There are so many days when I worked at a 9 to 5 that I thought to myself, “I would give anything to be able to work from bed right now.” I would jealously watch my husband go on a surf trip up the coast and think, “wouldn’t it be nice if I could just work from wherever and be able to leave on a whim.”
Hello from the other side.
I currently work freelance from home and the transition has been remarkable, in a study of the human psyche kind of way.
The other day I asked my husband what day it was.
It was MONDAY.
My weeks have melted together the same way Hulu and reality have. A friend came over the other day and asked me if I had been remembering to get dressed every day. When I told him I HAD gotten dressed that day, my husband took a photo to show me my truth.
That all said, I’m now two months deep into this lifestyle and I feel like I am finally starting to see the silver lining (some may even say gold) of working from home. Here is the best advice I can give to anyone looking to army crawl their way out of bed and into a position of productivity.
Did you know you can throw your neck out from working on a couch 40+ hrs a week? Me neither. Save yourself the trouble of meeting strange LA chiropractors and get yourself a grown up work station.
On Sunday nights I make myself a rough schedule of things I need to do during the week. I block off hours in my calendar for various projects and use it as a way to stay on a set schedule. This combined with the magical feeling that comes from checking off To Do List boxes helps me keep myself in check.
Why is this important? Because time speeds up when you don’t have something to attach it to. Here is a personal reenactment of what it feels like.
CUT TIES WITH SLOTH VIDEOS, POLITICAL POSTS AND NETFLIX SERIES
Change your Hulu, Netflix and Facebook passwords or make a rule that you can’t look at them until after 6pm. You know why.
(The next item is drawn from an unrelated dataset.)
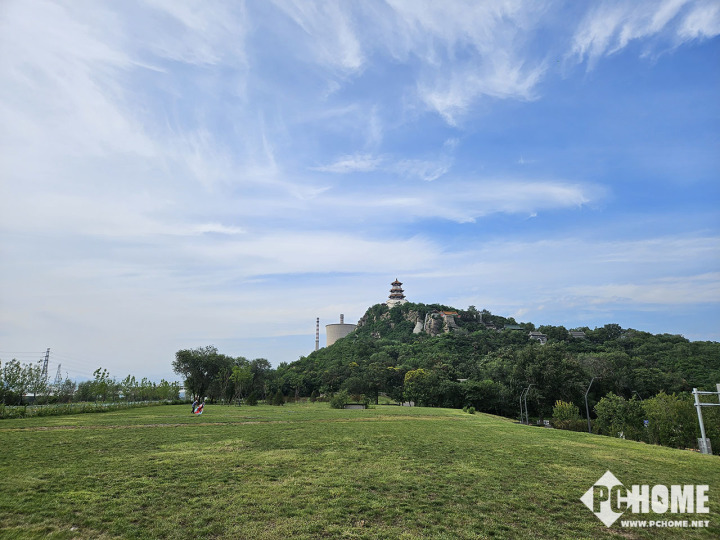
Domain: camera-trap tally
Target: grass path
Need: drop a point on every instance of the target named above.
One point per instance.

Go outside before it becomes intimidating. Your home will slowly become a prison and a sanctuary at the same time. It will drive you insane to be caged up, but you will also find yourself taking on hermit-like tendencies like craving the comfort of having full control of the thermostat and not having to talk to anyone. Resist the urge to turn into a recluse. Brave the sunlight and walk to the grocery store to get that butter.
BE WHERE THE PEOPLE ARE
Give yourself a reason to be around people every week. Why? Because after two weeks without speaking to another human, you start to forget sentence structure. The other day I used the word ‘ecosystem’ to describe an office full of people. Robotic expression isn’t something that is often fully appreciated by others.
It’s surprisingly hard to be a go getter wearing ACDC pajama pants. Even if they do have lightening bolts running down the sides.
Work somewhere else for at least 2-4 hours a day. I recommend co-working spaces. Why? They help you meet people, find clients and gift you with that pinch of drama you secretly need in your life.
Is there really a sniper that works in my building?
Why are these doors 17-feet tall?
Why does this building have a walk-in safe that stores a 300-year-old jaguar?
These are the thrilling questions I get to ask myself now that I work in a co-working space that was converted from a retired millionaire’s lair.
EMBRACE YOUR SEMESTER SCHEDULE
Remember all those things you told yourself you would do if you didn’t have to go to work? Do them.
I am currently taking comedy sketch classes, I help hilarious kids write stories about donut-seeking hedgehogs at a local non-profit, and I do grown up things like meeting with financial advisors to ask them if they are lying to my face about mutual funds.
My basic approach to life has become denying that I’ve graduated college and looking at my 6-month calendar like a semester. I schedule the life lessons I want to learn and let the ones I don’t want to learn come naturally on their own – from making bad decisions (like losing my car key in a mountain of sand.)
Change is hard. No matter the side of the fence. But if you land on this one remember that where there is a will there is a way. And where there is a nest of tangles, there is a brush.
The key to being a self-motivator is simply solving one problem at a time until you get the hang of it. It’s an internal study of what makes you tick and if you can solve the puzzle you’ll be better off for it.